In 2018-19, the State witnessed as many as 2,544 forest fire incidents while in 2019-20 the figure was down to 1,445. In 2020-21, there were 1,045 forest fire incidents and in 2021-22 as many as 1,275 fire instances were reported.
“We are witnessing a prolonged dry spell this year; there’s hardly any moisture in the soil. High atmospheric temperature and dryness offer favorable circumstances for a fire to start in the forest. The unusually warm weather is a big reason for the spurt in fires,” Ajai Srivastava, Principal Chief Conservator Forest with the Forest Department told The Hindu.
“The maximum number of forest fires are human-generated — many accidental but a few deliberate ones. In several areas, there is a practice of burning the pasture lands to get rid of the dry leaf litter to ensure fresh grass growth for livestock. Usually, when there is intermittent rainfall, such fires do not go out of control but when there’s prolonged dry weather, many of these fires go out of control,” Mr. Srivastava explained.
“We are taking all necessary steps to curb fire incidents. The challenge is big in the hills as the mountainous terrain makes it very difficult to control fires. Reaching the site of forest fires which are often away from a roadhead is a difficult task, but at most places where the fire incidents have occurred, the situation is under control. We regularly sensitise people and seek their help in forest fire control and management," he said.
Immediate relief from the raging fires and billowing smoke is unlikely as the dry weather is expected to continue prevailing for at least the next fortnight.
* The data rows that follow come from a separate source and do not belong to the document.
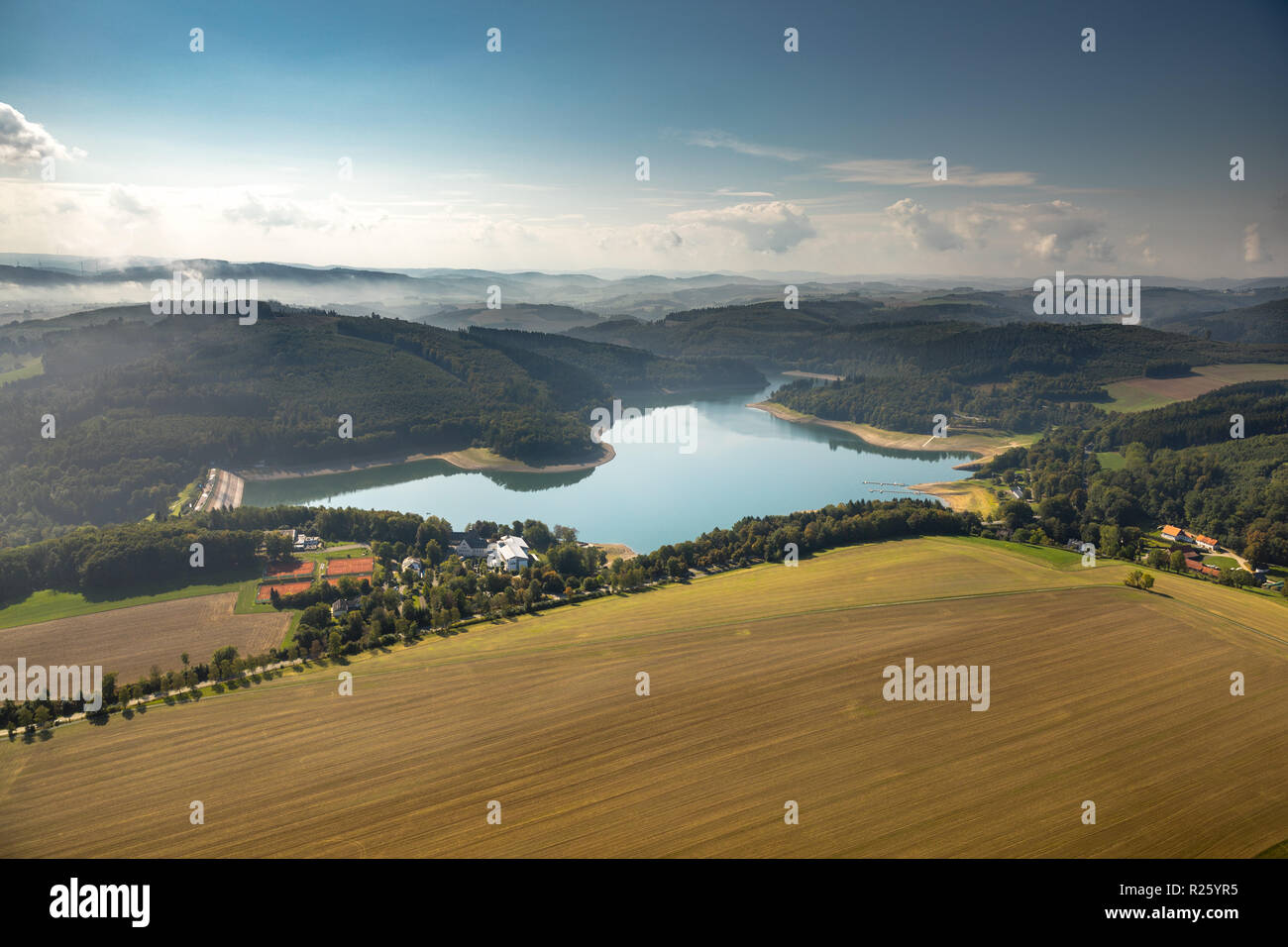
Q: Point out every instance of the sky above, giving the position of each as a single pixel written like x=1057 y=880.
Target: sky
x=386 y=134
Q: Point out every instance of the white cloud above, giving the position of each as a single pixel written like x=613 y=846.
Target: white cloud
x=769 y=227
x=915 y=224
x=269 y=214
x=913 y=172
x=26 y=142
x=129 y=201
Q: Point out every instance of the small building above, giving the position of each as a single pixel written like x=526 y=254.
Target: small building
x=344 y=605
x=305 y=543
x=510 y=553
x=468 y=545
x=1206 y=543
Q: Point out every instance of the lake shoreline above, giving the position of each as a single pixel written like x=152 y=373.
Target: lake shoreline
x=468 y=459
x=951 y=493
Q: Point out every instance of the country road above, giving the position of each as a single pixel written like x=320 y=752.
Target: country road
x=227 y=491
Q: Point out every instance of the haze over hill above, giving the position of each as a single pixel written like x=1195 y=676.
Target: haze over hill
x=43 y=286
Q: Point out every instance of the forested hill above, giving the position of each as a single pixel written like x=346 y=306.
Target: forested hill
x=141 y=408
x=849 y=338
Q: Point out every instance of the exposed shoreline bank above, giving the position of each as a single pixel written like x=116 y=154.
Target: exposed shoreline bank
x=952 y=493
x=469 y=459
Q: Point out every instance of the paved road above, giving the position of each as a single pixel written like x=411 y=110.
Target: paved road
x=227 y=491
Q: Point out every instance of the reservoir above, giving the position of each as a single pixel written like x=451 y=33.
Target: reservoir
x=735 y=462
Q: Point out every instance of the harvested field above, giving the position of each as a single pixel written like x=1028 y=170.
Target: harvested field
x=278 y=573
x=765 y=686
x=1145 y=393
x=359 y=566
x=265 y=592
x=129 y=641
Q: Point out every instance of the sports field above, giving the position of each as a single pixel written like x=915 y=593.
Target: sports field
x=765 y=686
x=359 y=566
x=1145 y=393
x=129 y=641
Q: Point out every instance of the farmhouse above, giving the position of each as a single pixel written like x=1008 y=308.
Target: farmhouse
x=510 y=553
x=344 y=605
x=303 y=543
x=468 y=545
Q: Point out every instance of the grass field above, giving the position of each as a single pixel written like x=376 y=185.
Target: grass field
x=355 y=566
x=129 y=641
x=1145 y=393
x=966 y=496
x=765 y=688
x=50 y=604
x=9 y=371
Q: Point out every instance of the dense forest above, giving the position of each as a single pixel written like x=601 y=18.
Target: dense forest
x=1181 y=467
x=1026 y=405
x=142 y=407
x=840 y=338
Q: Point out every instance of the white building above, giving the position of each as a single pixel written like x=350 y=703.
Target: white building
x=510 y=553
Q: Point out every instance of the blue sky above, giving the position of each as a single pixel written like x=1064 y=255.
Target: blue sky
x=760 y=158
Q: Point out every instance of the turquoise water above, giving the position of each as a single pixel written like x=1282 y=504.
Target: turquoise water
x=730 y=463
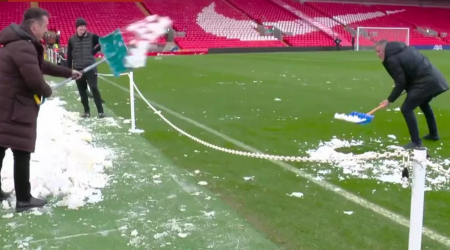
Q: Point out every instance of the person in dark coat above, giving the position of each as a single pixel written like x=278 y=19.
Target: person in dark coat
x=81 y=49
x=22 y=66
x=412 y=72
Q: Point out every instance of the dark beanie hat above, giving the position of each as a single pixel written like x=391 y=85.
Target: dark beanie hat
x=80 y=22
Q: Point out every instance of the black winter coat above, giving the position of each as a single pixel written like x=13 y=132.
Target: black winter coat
x=412 y=72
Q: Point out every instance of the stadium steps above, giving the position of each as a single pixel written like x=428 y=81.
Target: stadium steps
x=142 y=9
x=292 y=7
x=240 y=11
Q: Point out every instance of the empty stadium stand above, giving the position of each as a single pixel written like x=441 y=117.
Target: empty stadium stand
x=211 y=24
x=233 y=23
x=356 y=15
x=102 y=18
x=11 y=13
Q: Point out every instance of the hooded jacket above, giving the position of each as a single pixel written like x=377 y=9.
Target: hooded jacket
x=412 y=72
x=22 y=66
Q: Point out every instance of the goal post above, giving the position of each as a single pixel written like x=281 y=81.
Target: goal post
x=368 y=36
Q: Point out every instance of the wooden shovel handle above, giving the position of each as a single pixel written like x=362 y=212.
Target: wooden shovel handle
x=375 y=109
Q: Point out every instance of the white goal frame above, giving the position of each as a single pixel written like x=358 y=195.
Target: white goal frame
x=358 y=33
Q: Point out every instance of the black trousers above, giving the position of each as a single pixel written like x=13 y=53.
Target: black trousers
x=408 y=107
x=90 y=78
x=21 y=173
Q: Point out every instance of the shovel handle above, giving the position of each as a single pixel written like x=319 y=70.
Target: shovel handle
x=374 y=110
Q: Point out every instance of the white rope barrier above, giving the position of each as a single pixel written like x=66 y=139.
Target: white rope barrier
x=419 y=163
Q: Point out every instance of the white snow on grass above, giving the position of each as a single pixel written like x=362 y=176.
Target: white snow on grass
x=65 y=165
x=383 y=170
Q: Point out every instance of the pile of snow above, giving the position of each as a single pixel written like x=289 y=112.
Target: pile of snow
x=383 y=170
x=349 y=118
x=65 y=164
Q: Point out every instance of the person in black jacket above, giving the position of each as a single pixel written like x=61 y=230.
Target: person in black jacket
x=81 y=49
x=413 y=73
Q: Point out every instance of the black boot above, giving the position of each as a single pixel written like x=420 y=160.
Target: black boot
x=431 y=137
x=412 y=145
x=3 y=195
x=22 y=206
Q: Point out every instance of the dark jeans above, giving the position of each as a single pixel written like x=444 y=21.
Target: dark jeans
x=90 y=78
x=21 y=173
x=408 y=107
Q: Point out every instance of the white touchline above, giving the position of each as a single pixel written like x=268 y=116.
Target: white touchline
x=444 y=240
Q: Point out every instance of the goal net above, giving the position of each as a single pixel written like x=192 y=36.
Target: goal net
x=366 y=37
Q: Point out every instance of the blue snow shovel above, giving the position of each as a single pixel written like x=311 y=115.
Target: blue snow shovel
x=365 y=118
x=114 y=50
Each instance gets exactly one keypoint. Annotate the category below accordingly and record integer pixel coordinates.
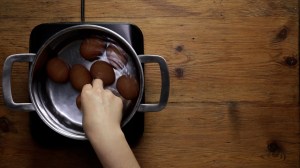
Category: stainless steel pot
(55, 104)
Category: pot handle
(165, 83)
(6, 81)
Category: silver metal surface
(56, 103)
(6, 81)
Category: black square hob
(133, 130)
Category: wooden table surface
(234, 74)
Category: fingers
(97, 84)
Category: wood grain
(234, 73)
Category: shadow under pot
(55, 102)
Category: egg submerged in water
(104, 71)
(79, 76)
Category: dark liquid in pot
(63, 95)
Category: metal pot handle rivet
(6, 81)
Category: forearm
(113, 150)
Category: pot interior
(56, 102)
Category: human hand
(102, 110)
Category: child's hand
(102, 110)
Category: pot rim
(40, 109)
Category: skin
(102, 114)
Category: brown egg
(78, 101)
(57, 70)
(79, 76)
(104, 71)
(91, 48)
(128, 87)
(116, 56)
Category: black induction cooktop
(40, 132)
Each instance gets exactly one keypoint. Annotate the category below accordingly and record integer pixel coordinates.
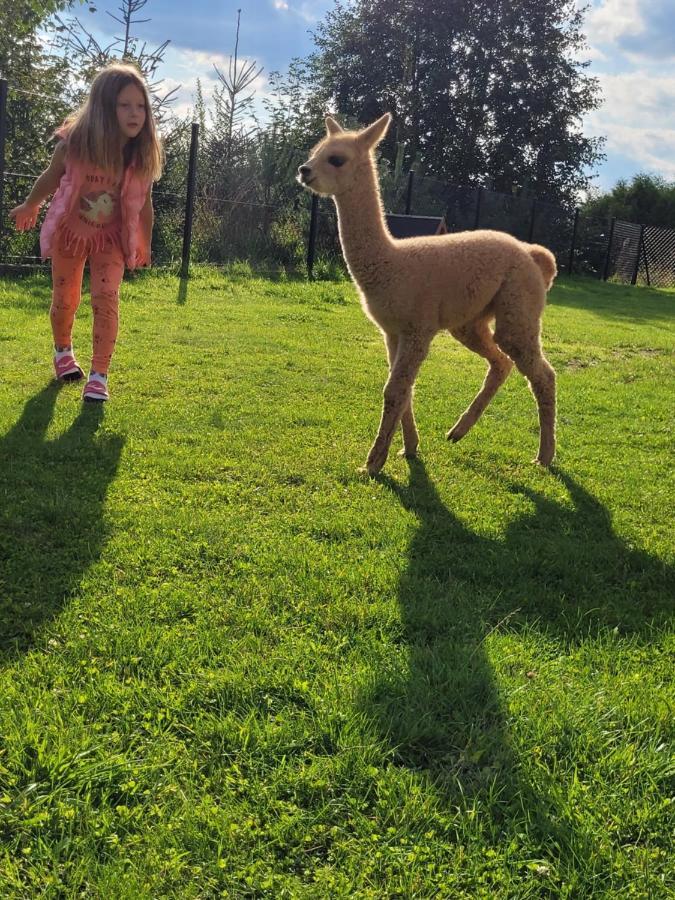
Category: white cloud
(612, 20)
(305, 11)
(638, 119)
(189, 66)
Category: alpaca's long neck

According to India Meteorological Department (IMD), the maximum and minimum temperatures have been hovering appreciably above normal in most parts of the State and the trend is unlikely to change anytime soon.
“Since mid-March, the average maximum temperature has been 4-5 degrees Celsius above normal while the average minimum temperature has been 2-3 degrees Celsius above normal at many places of Himachal Pradesh. This trend is expected to continue in the coming days as well. Both the maximum and minimum temperatures have been abnormally higher this year over a month,” said Surinder Pal, director at IMD, Shimla.
“There’s no chance of a widespread rainfall in the next fortnight at least. Scattered thundershowers are expected but dry conditions would prevail and largely the temperature is likely to be above normal,” he said.
Himachal Pradesh spans 55,673 sq km, of which 37,033 sq km are classified as forest — about 66% of the geographical area of the State.
These forests are broadly classified into coniferous and broad-leaved forests. Forests of pines are very prone to fires, especially during the summer due to the shedding of highly inflammable pine needles.
“Around 15% of area across the State is vulnerable to forest fires and pine forests are more susceptible,” said Anil Sharma, Chief Conservator of Forest with the State Forest Department.
According to a recent Parliamentary Committee report on 'Forest Fires and its effect on environment, forests, biodiversity and wildlife and remedial-preventive measures’, in Himachal Pradesh, the forests are sometimes also burnt to conceal illicit felling and illicit resin tapping and encroaches and poachers also cause forest fires.